Perhaps the most significant element of Sync is that, because the system is largely software based, it can be easily upgraded through its USB connection. For an auto industry constrained by multiyear product-development cycles, this ability to stay in stride with consumer electronics trends is groundbreaking. And with Microsoft recently inking a deal with Hyundai-Kia to provide similar technology and its exclusivity arrangement with Ford ending in November of 2008, expect Sync-like functions to migrate to other vehicles soon.
Tech Makes the Difference
While some hard-core auto enthusiasts may bemoan the encroachment of technology into the car's cockpit, more and more consumers are basing their vehicle purchases on electronic amenities. In a survey of 1,200-plus people conducted by Lexus, more than half of the respondents said having the latest tech onboard is extremely important. And with fuel economy, performance and other factors that once separated vehicles within a given segment at near parity, tech often tips the scales in an automaker's favor. "In a market with a commoditized product like the automotive industry, anything that enhances the ownership experience makes a big difference," says Thilo Koslowski, an analyst who follows car electronics for the technology research firm Gartner.
Demand to stay connected and entertained is expected to accelerate as drivers increasingly carry their portables into the car. According to J.D. Power and Associates' U.S. Automotive Emerging Technology Report, half of all car owners use some form of digital music player in their vehicles, and more than 95 percent of new vehicle purchasers own a portable device, including a mobile phone or navigation system. "It has expanded to the point where that number represents even the compact and inexpensive vehicle segments," says JDPA's Rothkop. "And the penetration of these products has increased among all car buyers, not just younger and luxury buyers."
While tech-savvy Gen-Y car buyers have been largely credited with boosting retail sales of the Sync-equipped Ford Focus in April to a staggering 88 percent over the previous year, Koslowski and Rothkop point out that the appeal of car tech cuts across generations. "Ultimately, the simplicity of integration solutions makes a compelling point for any demographic," Koslowski says. And Ford sales stats support that: Since Sync's introduction, FoMoCo vehicles with the technology have sold nearly twice as fast as those without it.
Future and Present
Koslowski adds that the car tech wave is just beginning to build, and car companies that can appeal to consumers' increasingly connected lifestyles will gain a competitive edge. "It provides the opportunity for vehicle manufacturers to do something that goes beyond just simply providing a means of transportation," he says. "That's something that the automotive industry is beginning to realize, and that's exactly what these technologies can provide."

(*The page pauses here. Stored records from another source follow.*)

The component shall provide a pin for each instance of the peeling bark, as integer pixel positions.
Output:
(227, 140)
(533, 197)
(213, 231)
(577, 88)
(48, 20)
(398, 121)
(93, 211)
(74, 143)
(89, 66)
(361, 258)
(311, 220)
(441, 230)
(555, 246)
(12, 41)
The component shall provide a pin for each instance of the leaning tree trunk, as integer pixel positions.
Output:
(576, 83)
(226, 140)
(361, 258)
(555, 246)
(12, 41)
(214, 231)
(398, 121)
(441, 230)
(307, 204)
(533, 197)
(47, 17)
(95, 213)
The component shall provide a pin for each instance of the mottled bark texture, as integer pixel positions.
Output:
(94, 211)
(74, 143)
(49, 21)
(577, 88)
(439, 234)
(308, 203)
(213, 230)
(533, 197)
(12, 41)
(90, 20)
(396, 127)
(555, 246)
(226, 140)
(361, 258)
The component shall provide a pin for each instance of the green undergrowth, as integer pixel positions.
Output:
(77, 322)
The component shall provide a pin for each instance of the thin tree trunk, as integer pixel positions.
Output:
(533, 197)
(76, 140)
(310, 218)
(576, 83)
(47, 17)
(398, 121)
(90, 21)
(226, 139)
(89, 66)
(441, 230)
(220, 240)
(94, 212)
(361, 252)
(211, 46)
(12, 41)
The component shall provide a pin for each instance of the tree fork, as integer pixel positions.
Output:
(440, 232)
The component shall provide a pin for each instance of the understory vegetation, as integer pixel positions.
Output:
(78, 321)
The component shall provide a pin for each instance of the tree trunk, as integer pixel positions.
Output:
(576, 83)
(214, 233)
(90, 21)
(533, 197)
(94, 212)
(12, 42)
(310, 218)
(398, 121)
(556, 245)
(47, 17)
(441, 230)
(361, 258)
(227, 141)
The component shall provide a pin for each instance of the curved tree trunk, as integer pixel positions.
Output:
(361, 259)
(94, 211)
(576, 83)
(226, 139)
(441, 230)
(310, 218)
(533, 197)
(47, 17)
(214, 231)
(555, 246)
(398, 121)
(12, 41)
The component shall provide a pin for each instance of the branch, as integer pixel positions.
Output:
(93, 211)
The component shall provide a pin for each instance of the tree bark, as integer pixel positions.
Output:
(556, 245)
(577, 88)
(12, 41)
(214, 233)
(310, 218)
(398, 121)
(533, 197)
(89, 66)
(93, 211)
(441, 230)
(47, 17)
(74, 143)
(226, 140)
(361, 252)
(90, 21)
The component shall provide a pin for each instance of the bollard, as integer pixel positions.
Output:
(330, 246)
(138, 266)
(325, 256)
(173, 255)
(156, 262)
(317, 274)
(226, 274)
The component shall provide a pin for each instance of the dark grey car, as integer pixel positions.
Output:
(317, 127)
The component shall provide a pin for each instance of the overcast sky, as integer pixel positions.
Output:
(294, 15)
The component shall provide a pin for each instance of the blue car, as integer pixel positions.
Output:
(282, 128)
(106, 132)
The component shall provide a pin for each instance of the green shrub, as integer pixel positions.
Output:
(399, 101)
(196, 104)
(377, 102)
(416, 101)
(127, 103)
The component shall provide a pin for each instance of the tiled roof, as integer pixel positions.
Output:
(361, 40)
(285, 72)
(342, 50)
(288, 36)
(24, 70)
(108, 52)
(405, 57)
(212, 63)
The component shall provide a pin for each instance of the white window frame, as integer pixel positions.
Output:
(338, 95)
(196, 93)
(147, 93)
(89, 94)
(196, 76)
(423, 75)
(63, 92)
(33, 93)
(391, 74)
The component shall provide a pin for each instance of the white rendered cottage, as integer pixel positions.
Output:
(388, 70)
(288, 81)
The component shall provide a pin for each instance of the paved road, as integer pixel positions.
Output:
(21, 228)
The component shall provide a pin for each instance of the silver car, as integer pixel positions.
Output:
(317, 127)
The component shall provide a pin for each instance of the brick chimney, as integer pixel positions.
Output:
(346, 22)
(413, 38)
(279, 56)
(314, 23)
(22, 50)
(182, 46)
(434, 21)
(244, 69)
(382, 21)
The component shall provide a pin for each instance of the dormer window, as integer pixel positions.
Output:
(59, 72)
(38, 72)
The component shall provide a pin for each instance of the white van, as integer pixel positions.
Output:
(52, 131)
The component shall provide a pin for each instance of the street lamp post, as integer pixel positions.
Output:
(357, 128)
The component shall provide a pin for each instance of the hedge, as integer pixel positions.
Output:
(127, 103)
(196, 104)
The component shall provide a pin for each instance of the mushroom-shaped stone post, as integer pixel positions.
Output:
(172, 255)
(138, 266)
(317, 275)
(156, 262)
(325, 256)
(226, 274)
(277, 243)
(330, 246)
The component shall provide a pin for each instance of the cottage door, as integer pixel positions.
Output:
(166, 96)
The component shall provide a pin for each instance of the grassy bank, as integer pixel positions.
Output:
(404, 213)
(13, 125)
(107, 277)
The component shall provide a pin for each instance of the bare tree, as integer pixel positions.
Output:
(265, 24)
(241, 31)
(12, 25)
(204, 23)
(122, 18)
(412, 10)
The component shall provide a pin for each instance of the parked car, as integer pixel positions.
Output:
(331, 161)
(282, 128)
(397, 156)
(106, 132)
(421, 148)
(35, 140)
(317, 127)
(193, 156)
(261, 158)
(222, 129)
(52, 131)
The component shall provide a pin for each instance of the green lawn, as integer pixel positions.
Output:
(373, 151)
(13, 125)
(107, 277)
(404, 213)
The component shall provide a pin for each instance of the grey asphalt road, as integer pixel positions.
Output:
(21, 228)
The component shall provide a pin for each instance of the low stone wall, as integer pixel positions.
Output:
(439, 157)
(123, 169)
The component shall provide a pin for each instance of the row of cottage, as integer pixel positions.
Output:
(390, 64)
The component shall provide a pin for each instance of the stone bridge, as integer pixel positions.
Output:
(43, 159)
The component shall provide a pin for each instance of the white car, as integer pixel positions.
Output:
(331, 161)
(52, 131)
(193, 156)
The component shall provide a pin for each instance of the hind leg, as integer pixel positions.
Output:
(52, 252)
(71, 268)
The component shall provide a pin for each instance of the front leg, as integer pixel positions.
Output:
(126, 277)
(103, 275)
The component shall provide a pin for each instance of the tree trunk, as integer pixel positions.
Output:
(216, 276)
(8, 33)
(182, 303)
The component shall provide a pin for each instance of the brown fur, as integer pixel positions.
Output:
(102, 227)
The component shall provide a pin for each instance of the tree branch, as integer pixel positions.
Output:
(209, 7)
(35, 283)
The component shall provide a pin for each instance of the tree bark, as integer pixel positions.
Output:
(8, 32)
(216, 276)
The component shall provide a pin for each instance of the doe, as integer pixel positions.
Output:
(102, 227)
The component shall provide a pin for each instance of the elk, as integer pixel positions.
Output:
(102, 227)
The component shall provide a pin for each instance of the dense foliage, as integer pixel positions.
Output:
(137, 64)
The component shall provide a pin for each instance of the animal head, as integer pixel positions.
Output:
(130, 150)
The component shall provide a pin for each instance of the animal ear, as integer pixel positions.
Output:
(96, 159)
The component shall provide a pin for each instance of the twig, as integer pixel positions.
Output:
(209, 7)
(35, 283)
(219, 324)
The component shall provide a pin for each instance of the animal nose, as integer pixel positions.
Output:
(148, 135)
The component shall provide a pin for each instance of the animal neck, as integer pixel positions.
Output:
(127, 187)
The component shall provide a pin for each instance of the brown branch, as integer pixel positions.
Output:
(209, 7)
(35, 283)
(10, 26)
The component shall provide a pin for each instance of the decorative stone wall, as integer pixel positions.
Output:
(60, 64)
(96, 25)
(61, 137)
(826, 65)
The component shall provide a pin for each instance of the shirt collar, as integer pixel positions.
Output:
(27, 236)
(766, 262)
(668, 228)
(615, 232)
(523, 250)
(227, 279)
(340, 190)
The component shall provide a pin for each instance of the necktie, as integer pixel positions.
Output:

Down the road you may not even need to carry an iPod, Koslowski adds. "The vehicle itself will become the device," he says, "and content will stream into the car as soon as you open the door and it recognizes you as the driver." Sounds great, but for now most folks would just like their iPods to work without hassle. "It has taken a lot of time and sweat to get to the point we are today," says Koslowski. But it will require a major change of mindset for the auto industry to keep up with consumer electronics trends and consumer expectations, he adds. Audi's mobile device prototype as shown at the 2007 Tokyo Auto Show is a step in the right direction.
"In the case of Bentley, they make great vehicles but are very limited when it comes to integrating portable devices," he says, "and that's a mismatch that the automotive industry cannot afford. Ford's Sync is a step in the right direction," he concludes, "but there has to be much more of that."